I moved the motion that we tell the MOH that we were quite happy to go to court against him and that I would be quite happy to publicize the issue in the Toronto Sun.  He backed off.
Ironically, two years ago, after I spent two months in three hospitals, I was shipped to Runnymede for another month to heal and to learn to walk again. I had MRSA and community pneumonia, thanks to the two American hospitals and St. Joseph's in Toronto, but my own hospital now could quarantine me in a private room thanks to the marvelous new building that cost the government and donors almost $100 million. Compared to St. Joseph's, it was heaven compared to what I called hospital hell in a Sun series.
If MOH Dr. Robert McKeown is so hot to trot on $60,000 studies, he could commission one on all the health issues in the city that should be dealt with by his department before it meandered off into transportation issues.
The blunt fact is that Toronto was given a Medical Officer of Health, who is technically independent on health issues from the politicians, because for 150 years, there were serious health issues, starting with floating animal carcasses in the harbour affecting the water supply,  keeping track of venereal disease before modern prescription, battles over fluoridation and inoculations and, of course, the continual struggle against TB and influenza.
Maybe the department has run out of things to do in public health supervision and checking restaurants.  It doesn't appear to be interested in the reality that some days in St. Joe's, there are patients stashed in every hall in Emergency, and there are more paramedics waiting there than there are on duty in great suburban expanses.

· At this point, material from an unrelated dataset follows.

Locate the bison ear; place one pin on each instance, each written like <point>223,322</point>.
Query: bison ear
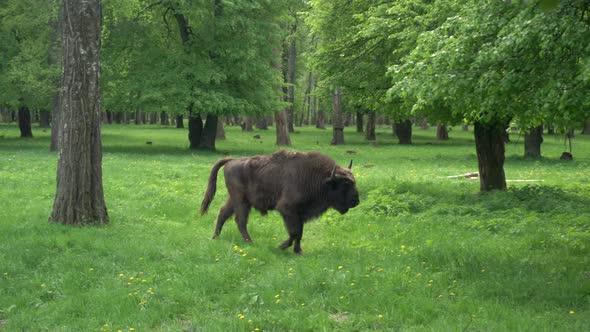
<point>333,173</point>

I suppose that is a provincial matter. So McKeown must look at other fields to run. Gee, I know a traffic light that doesn't have the proper timing near my house. And he could always check on the humane society and see if it still has that policy of returning all live-trapped animals, even Norway rats,  to the home territory. A great way to fight disease-carrying pests, but then the MOH probably thinks raccoons are cuddly.
I think we want more public criticism of our officials and their salaries and what they do and say and not less. If that runs contrary to any city code of conduct for councillors, then the code is as wrong as the integrity commissioner who is defending conduct that protects officials more than it does the taxpayer.